I am pleased to say that my Department has introduced a National Security Bill to the House of Commons. This Bill brings together a suite of new measures to further protect our national security, the safety of the public and our vital interests from the hostile activities of foreign states.

This activity is a growing concern, even though it often takes place away from the public eye. The harm, which includes espionage and sabotage, foreign interference in our political system, and even attempted assassinations, is significant. This foundational legislation will provide tools and powers for our fight against state threats for years to come. It will keep our country safe by delivering the biggest overhaul of UK state threats legislation for a generation. Its measures will make it even harder for those working on behalf of foreign states to undermine our national security, economy and democracy.

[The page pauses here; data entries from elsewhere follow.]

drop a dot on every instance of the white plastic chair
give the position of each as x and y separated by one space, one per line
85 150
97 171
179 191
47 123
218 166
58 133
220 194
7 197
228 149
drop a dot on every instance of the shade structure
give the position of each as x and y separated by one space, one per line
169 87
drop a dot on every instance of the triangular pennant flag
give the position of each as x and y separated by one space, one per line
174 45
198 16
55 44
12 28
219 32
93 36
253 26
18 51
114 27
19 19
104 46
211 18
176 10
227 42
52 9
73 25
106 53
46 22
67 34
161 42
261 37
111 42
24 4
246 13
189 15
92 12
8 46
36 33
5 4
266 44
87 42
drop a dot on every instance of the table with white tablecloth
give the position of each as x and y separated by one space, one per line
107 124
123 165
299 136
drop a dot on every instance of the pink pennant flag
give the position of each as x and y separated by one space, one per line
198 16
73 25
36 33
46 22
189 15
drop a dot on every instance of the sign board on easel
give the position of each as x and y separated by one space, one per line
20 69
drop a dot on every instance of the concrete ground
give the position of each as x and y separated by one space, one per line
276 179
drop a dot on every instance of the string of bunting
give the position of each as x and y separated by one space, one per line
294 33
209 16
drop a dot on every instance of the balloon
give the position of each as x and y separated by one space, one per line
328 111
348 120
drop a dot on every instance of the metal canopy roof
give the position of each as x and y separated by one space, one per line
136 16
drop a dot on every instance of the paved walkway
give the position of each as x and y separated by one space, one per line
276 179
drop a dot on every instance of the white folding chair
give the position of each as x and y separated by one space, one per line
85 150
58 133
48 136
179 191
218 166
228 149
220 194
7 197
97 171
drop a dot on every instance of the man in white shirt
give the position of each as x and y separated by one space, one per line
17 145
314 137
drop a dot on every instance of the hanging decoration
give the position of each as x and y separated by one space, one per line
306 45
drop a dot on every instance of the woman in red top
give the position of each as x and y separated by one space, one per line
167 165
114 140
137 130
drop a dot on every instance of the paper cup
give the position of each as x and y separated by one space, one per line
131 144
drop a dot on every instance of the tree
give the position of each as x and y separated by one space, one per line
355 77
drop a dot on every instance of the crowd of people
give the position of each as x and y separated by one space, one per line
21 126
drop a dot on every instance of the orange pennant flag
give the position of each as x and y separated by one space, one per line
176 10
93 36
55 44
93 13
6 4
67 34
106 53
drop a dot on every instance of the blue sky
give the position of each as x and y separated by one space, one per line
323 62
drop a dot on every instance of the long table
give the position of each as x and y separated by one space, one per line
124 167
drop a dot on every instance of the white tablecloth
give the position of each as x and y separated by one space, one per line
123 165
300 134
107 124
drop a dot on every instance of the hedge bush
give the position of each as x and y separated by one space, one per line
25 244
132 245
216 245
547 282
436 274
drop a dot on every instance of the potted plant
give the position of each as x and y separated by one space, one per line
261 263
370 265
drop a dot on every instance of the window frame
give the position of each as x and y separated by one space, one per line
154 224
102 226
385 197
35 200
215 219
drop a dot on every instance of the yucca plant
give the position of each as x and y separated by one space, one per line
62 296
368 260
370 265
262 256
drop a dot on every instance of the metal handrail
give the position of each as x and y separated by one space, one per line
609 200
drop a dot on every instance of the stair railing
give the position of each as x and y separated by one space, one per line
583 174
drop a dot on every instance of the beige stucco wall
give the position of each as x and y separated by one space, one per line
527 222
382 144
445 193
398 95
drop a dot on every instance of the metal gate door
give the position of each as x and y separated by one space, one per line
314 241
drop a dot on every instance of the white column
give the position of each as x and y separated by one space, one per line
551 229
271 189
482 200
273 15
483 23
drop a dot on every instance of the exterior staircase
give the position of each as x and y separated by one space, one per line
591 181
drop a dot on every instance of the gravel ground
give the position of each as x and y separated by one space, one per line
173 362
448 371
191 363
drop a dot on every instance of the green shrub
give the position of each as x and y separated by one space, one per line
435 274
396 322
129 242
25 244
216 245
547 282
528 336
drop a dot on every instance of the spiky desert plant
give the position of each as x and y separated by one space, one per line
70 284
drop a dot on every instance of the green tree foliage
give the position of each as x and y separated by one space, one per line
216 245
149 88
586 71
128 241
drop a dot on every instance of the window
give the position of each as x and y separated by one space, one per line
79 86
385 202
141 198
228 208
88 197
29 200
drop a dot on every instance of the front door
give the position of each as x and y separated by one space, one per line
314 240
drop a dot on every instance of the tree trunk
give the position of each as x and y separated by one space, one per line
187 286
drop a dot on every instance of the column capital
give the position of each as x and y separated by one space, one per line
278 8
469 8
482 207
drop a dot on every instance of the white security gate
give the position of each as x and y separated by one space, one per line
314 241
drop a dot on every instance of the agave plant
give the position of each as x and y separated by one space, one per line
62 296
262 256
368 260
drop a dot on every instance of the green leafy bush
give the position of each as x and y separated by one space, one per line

And while the core of the Bill focuses on countering hostile activity from foreign states, it will also include measures to combat the enduring threat of terrorism through reforms to restrict the access of convicted terrorists to civil legal aid.

The National Security Bill:

  • Further protects our national security, the safety of the British public and safeguards our national interests from hostile activity from foreign states.
  • Addresses the new state threats our country faces including from espionage and interference, sabotage and disinformation.
  • Ensures our world class security and intelligence agencies and police have the modern tools, powers and protections they need to counter those who seek to do us harm.
  • Protects us and makes the UK even harder target for those would attack or interfere with our national security, our vital interests and our democracy.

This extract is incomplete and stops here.